WordPress源码深度解析之：`Block`的`HTML`解析器：`WP_HTML_Tag_Processor`类的底层实现。 - 智猿学院-前后端，数据库，人工智能，云计算等领域前沿技术讲座

各位听众，晚上好！我是老码农，今晚咱们聊点有意思的——WordPress Block（块）的 HTML 解析器，也就是那个神秘的 WP_HTML_Tag_Processor 类。别怕名字长，其实它就是个专门吃 HTML 的小怪兽，而且是 WordPress 专门喂养的。

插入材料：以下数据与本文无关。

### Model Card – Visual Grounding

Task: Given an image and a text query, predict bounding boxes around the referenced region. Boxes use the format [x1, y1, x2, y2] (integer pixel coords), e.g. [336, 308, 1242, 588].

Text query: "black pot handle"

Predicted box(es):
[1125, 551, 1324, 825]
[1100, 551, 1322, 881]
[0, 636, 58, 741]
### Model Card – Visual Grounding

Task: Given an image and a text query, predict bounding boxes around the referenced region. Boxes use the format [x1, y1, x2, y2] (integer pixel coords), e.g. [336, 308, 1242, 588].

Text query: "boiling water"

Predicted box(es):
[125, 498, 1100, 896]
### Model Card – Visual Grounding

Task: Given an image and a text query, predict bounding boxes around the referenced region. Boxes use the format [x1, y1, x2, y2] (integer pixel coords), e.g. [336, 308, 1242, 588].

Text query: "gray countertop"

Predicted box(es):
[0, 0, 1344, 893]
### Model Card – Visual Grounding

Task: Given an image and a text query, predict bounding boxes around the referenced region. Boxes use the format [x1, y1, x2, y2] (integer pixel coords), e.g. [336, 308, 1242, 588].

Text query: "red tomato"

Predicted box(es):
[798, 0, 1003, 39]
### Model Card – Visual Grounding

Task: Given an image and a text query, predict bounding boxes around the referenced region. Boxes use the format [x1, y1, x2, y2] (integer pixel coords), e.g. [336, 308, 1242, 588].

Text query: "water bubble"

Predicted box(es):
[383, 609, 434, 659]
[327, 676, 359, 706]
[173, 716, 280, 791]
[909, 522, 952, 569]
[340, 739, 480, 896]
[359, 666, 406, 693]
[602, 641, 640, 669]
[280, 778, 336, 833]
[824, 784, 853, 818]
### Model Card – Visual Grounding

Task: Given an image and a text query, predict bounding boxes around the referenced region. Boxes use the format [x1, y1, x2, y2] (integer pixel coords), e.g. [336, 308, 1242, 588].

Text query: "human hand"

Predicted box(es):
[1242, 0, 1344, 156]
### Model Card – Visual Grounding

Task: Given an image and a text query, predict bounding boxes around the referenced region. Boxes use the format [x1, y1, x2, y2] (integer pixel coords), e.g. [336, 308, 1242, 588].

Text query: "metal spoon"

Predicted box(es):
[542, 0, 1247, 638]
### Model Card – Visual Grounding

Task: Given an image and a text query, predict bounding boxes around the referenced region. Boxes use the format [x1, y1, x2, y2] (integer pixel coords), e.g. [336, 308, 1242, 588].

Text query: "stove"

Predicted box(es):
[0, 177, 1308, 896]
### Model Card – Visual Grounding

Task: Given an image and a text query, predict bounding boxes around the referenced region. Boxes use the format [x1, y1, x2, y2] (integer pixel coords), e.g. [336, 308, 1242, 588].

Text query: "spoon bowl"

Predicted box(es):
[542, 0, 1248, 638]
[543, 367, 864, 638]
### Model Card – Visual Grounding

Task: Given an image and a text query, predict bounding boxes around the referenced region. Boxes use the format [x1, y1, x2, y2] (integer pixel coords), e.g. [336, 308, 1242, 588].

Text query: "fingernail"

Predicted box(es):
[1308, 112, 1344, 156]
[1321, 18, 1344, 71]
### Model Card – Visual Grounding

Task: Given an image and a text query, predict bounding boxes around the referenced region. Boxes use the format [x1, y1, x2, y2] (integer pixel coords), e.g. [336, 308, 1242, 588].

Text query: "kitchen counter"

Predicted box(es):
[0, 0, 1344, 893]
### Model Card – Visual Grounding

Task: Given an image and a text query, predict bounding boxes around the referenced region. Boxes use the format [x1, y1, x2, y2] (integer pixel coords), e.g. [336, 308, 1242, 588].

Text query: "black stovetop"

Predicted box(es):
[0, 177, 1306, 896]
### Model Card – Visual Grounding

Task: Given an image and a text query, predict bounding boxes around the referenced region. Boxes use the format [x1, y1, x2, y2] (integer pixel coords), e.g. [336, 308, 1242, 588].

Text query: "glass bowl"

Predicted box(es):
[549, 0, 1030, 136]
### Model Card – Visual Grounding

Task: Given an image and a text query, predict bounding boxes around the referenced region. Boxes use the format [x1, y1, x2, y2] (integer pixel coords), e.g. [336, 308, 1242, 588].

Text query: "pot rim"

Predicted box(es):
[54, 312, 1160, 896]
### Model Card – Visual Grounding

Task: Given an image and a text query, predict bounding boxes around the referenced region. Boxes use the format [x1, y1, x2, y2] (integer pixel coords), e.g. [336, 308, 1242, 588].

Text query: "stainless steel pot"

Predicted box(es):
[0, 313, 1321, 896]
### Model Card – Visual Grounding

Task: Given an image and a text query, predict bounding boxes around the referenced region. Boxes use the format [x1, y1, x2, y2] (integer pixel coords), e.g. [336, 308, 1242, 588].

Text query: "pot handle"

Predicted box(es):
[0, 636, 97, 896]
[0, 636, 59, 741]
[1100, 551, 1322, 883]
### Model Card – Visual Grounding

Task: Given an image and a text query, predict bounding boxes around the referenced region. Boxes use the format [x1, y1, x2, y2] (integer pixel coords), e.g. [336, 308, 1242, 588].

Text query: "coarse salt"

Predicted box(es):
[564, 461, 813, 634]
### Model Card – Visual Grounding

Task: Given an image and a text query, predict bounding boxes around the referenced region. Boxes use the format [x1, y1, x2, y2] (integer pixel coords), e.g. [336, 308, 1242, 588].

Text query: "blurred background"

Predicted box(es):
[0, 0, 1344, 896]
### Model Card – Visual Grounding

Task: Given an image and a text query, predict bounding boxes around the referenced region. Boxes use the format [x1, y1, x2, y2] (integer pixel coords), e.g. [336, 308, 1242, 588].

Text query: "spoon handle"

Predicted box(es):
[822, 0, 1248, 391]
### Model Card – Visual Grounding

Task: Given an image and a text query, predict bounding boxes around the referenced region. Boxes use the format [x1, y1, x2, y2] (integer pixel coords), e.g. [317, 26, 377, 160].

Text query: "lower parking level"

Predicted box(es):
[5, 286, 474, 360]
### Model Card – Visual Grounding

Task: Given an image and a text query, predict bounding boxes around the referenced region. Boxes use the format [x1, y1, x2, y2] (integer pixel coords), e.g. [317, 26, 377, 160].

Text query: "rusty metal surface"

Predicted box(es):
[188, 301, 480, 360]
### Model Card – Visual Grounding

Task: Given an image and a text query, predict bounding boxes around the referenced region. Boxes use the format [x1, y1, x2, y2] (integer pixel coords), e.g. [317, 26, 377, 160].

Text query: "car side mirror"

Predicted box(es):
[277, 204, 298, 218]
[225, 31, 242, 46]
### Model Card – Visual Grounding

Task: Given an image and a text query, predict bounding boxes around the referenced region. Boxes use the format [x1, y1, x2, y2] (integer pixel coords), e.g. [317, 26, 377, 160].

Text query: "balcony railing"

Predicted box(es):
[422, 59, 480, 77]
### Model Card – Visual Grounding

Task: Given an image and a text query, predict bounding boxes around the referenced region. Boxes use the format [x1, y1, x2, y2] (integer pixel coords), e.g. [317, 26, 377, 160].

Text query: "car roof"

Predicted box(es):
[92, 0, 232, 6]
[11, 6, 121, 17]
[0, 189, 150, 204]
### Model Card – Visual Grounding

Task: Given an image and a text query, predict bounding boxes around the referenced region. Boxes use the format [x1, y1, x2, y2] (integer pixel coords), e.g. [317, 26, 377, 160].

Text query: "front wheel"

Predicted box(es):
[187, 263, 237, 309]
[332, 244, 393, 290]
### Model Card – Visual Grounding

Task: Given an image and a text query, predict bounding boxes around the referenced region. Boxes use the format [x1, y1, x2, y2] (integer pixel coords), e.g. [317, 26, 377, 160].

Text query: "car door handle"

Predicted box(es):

咱们都知道，WordPress 的 Block 编辑器让内容创作变得模块化了，每个 Block 就像一个乐高积木。但这些乐高积木最终还是要变成 HTML 代码才能呈现在浏览器里。问题来了，怎么高效、准确地处理这些 HTML 代码呢？这就是 WP_HTML_Tag_Processor 大显身手的地方了。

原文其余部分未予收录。